Se todas as cartas de amor são ridículas — e são —, o que dizer das cartas de amor que alguém escreve para a razão de seu afeto, nas quais derrama-se em sentimentos que não confessaria nem às paredes? A despeito da ideia que mais se coadune com a visão de mundo do freguês, a verdade é que para se amar é preciso ser, antes de qualquer outra coisa, maduro — e aí sempre cabe chamar Nelson Rodrigues (1912-1980) e aconselhar que os jovens envelheçam depressa e, assim, amem, amem à mancheia. Amar só depois dos trinta, com firma reconhecida em cartório, eis a solução para boa medida da amargura do viver.
Lara Jean Song Covey, a mocinha de “Para Todos os Garotos que Já Amei”, segue o conselho que o Anjo Pornográfico dá de graça e vive a mais humana das emoções antes consigo, para só então, um dia, quem sabe, partilhá-la com merecer. O problema é que, como sói acontecer, em especial nos assuntos do coração, seus planos são sabotados com a melhor das intenções, e ela tem de se haver com seus pretendentes imaginários. Baseado no romance homônimo de Jenny Han, de 2014, o roteiro, escrito pela própria autora e Sofia Alvarez, realça essa sensação de caos após um primeiro ato morno, dando à história possibilidades dramáticas mais estimulantes.

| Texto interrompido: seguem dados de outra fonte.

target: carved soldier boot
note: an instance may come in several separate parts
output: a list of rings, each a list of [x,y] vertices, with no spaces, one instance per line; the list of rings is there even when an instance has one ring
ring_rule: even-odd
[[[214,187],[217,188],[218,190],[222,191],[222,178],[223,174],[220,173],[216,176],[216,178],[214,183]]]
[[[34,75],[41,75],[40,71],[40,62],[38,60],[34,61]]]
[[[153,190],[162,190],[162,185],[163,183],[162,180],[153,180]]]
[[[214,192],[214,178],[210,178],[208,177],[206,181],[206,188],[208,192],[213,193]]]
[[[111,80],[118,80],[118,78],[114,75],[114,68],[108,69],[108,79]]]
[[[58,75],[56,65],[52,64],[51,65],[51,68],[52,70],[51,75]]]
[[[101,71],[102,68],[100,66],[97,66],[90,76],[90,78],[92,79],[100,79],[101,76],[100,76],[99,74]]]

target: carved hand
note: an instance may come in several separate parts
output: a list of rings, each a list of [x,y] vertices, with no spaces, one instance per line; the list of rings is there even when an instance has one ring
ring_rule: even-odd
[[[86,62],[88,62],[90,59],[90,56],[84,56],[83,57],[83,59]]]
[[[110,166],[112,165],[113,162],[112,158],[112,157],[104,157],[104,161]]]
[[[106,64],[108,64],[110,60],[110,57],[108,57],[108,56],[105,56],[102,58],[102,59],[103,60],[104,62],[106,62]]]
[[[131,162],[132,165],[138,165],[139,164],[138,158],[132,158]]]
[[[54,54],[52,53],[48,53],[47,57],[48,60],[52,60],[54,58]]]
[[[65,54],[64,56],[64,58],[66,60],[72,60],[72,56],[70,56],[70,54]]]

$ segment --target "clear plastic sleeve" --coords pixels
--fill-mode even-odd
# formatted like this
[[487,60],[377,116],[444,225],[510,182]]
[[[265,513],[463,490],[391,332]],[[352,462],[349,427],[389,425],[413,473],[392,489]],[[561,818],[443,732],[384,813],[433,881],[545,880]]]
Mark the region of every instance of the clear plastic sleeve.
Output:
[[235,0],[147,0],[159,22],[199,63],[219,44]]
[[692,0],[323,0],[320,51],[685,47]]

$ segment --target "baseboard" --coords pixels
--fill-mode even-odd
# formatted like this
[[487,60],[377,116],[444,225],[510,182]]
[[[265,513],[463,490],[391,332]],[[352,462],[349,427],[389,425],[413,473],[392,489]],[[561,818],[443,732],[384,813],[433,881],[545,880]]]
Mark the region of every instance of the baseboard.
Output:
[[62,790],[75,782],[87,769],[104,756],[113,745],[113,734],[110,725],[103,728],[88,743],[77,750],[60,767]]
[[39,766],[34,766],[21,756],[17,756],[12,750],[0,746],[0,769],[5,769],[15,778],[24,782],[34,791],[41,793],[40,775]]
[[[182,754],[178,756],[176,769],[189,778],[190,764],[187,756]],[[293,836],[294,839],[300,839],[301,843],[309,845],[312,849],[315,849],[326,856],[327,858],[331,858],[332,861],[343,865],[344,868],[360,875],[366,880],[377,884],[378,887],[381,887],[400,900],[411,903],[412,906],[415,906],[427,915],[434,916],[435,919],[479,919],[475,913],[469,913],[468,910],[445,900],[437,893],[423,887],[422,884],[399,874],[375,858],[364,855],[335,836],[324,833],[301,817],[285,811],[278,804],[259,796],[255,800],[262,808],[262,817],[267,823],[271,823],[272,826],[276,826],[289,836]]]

As tais cartas ficam guardadas numa caixa que Lara Jean ganhara da falecida mãe, e volta e meia a garota remexe seu baú de ossos, lendo-as como se num ritual muito íntimo, aproveitando para ler algumas páginas de “O Beijo Proibido”, seu livro predileto. A diretora Susan Johnson aproveita ganchos como esse para brincadeiras metalinguísticas que também tocam ao audiovisual, mostrando Lara e Kitty, a irmã caçula vivida por Anna Cathcart, diante da televisão numa noite de sábado para assistir à reprise de “Supergatas”, a série sobre quatro senhoras driblando as limitações da idade exibida pela NBC entre 1985 e 1992. Essas duas velhinhas continuam grandes amigas mesmo depois do entrevero que revela o segredo de polichinelo do filme. Enquanto isso não acontece, Lara tenta administrar a paixão renitente por Josh Sanderson, o namorado que Margot, a irmã mais velha, de Janel Parrish, deixa em Portland, onde a família mora, para fazer faculdade na Escócia. Como se não bastasse, Peter Kavinsky, o namorado de sua ex-melhor amiga, também parece interessado em disputar suas atenções.
No momento em que aparecem todos os rapazes com quem Lara Jean já quis ter alguma coisa, seja um beijo fugaz no banheiro depois da hora da saída, seja um casamento suntuoso, com direito a casa com cerca branca, filhos e cachorro brincando no quintal, ela quase literalmente cai das nuvens. Lana Condor, Israel Broussard e Noah Centineo urdem um envolvente triângulo, cada qual desenvolvendo seu papel na trama de maneira convicta, e abrindo espaço para uma e outra intervenção de Emilija Baranac na pele de Gen, uma menina malvada bem nos moldes da antológica romcom de Mark Waters. Precisa mais?